When you sign up for a web hosting account you have to select between a myriad of server configurations with different memory sizes and processor speeds. How do you know what to choose? If you are just running a blog or a product sales site then I can tell you that in almost all cases it doesn’t matter. Even the smallest web server will handle the load of a new web site. But what if your web site becomes the next YouTube overnight? Then it doesn’t matter either. A single server will never handle that amount of traffic.
What if you’re John Reese and you have this brilliant idea called BlogRush and you have the marketing resources to make it an overnight hit, then how do you decide beforehand how many servers you need?
I’ve architected web sites for Fortune 500 companies where sites regularly receive 5 million pageviews per day. In coming up with the architecture and the hardware requirements one of my first questions for my client is how much traffic do you expect in the next year. Typically they have no idea. This could be because they have poor web stats for their existing site or they are launching a genuinely new service. That’s when it’s time to make educated guesses and use a thought process something like this:
Let’s use BlogRush as our hypothetical example. Assume that 10,000 blogs sign up initially. Given the value proposition of receiving free traffic I’m guessing that 99% of the blogs that do sign up have very little traffic, say 100 pageviews per day. But some of the more popular bloggers like ShoeMoney, John Chow, DoshDosh, Yaro Starak, Rosalind Gardner, Mike Filsaime and Terry Dean, are also going to sign up. Assume that these larger blogs each contribute on average 10,000 pageviews per day. The total load on the BlogRush servers would then be close to 2 million requests to show their widget per day. Since the blogger audience is global we can assume that traffic is spread about evenly across the day giving us an average of 23 requests per second.
A single well tuned web server can easily serve 23 request per second, if the content is static. The problem is that the content served by BlogRush is very dynamic. The headlines to be served to each blog have to be gathered, the number of credits each blog has accumulated has to be tracked and the number of links displayed for each blog has to be subtracted from the accumulated credits. The calculations get significantly more more complex due to credits being tracking through 10 referral levels. And all this has to be done 23 times per second. Not a trivial problem.
One way that very large sites handle their traffic is through aggressive caching. You pay a service like Akamai $10k+ per month and 90% of your traffic problem goes away. But for this to work the majority of the content needs to be cacheble, and we have already determined that BlogRush does not fit that profile.

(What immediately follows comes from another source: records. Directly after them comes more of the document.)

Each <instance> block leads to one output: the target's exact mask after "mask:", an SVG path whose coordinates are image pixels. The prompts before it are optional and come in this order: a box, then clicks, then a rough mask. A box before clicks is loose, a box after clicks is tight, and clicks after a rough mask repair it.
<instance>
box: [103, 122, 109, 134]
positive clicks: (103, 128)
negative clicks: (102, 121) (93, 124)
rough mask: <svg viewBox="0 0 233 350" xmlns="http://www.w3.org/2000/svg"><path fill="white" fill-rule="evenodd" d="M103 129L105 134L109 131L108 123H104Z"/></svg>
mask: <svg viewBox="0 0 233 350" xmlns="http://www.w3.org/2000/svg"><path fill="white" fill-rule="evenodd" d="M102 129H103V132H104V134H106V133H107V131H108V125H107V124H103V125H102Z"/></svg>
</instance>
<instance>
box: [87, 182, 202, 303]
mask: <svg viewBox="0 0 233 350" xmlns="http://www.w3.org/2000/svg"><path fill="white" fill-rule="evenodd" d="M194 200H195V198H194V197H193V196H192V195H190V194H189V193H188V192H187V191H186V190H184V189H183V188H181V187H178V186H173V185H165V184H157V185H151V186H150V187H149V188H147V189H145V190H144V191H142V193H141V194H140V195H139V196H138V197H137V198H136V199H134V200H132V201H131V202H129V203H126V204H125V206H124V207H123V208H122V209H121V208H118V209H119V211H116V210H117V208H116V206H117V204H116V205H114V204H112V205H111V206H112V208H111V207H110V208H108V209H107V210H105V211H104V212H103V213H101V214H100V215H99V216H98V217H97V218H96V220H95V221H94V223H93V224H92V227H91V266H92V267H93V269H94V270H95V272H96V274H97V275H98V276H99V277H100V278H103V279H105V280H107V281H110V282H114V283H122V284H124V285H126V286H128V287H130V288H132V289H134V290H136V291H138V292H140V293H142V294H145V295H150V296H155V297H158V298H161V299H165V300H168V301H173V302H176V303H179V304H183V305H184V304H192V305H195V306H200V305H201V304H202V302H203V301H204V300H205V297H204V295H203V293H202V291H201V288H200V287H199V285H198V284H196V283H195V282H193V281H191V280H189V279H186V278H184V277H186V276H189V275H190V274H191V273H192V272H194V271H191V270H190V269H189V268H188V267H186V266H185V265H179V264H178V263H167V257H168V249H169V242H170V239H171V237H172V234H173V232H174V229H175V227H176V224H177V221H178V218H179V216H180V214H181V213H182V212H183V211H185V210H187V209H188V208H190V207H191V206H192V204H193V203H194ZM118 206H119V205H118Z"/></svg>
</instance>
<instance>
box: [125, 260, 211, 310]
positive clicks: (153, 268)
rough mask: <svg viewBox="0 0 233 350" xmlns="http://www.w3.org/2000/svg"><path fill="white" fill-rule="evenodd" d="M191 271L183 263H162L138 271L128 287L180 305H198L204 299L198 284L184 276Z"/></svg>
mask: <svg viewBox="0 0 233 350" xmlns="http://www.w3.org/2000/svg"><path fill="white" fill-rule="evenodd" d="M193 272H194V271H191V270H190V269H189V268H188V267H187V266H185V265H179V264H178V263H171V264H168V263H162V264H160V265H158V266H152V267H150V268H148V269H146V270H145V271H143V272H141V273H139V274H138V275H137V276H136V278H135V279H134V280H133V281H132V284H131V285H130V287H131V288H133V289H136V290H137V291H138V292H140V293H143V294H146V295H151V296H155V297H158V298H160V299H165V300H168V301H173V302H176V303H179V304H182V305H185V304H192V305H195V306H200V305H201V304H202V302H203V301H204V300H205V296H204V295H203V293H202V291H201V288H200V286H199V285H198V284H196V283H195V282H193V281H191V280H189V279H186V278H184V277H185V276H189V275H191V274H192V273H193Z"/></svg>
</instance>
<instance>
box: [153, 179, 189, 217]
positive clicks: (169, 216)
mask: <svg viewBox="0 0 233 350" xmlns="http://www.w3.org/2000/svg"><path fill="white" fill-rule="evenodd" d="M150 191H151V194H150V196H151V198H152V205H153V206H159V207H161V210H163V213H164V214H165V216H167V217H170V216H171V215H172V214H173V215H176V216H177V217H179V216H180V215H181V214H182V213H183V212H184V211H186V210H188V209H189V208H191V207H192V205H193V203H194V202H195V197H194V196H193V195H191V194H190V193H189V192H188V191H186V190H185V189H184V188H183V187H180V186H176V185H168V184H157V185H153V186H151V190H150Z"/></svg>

Let’s look at the next tier of servers. After a request hits the web server most of the heavy lifting is going to be done by the application or database servers. Since the functionality of BlogRush is very data intensive I would implement most of it in a few stored procedures inside the database.
This brings us to scaling the database server. There are basically two approaches here: Use one very large server to serve all requests and then have one mirrored standby server in case the first one goes down. This is the “big iron” approach and it’s pretty expensive. The other approach is to use several smaller database servers. This is seldom done in reality because few applications are suited to distributing the load across several databases that are not actively linked.
At first thought the BlogRush application seems to fall in this latter “not possible” category since you presumably need to keep track of advertisement credits in one central location. But assume for a moment that the credits are spread out across several unlinked databases that are updated independently of each other. Sure a given blog could run out of credits in one database while there are credits remaining in others. Over time that shouldn’t matter; All credits will accumulate and be used correctly.
So given the 10 servers BlogRush reportedly has, I would dedicate one to the members’ pages that you see when you login to your account, one server for constantly polling new headlines from all blog feeds and the remaining eight servers each running a web server and a database. A load balancer and firewall sits in front of it all to direct traffic to the least utilized server. As traffic grows you just add more servers.
According to Mike Filsaime, John Reese sees BlogRush becoming a $100 million company. But he has a very sizable traffic problem that goes along with a hugely successful business, and it’s growing exponentially. If the number of blogs that sign up to BlogRush increases by a factor of 10, then the load on the servers will increase more than 10 times. That’s what I call a scalability problem. A quite interesting one.
Note that I don’t have any direct insight into the systems or operations behind BlogRush. These are just my educated guesses based on my 10 years of experience as a technical architect for some rather large web sites.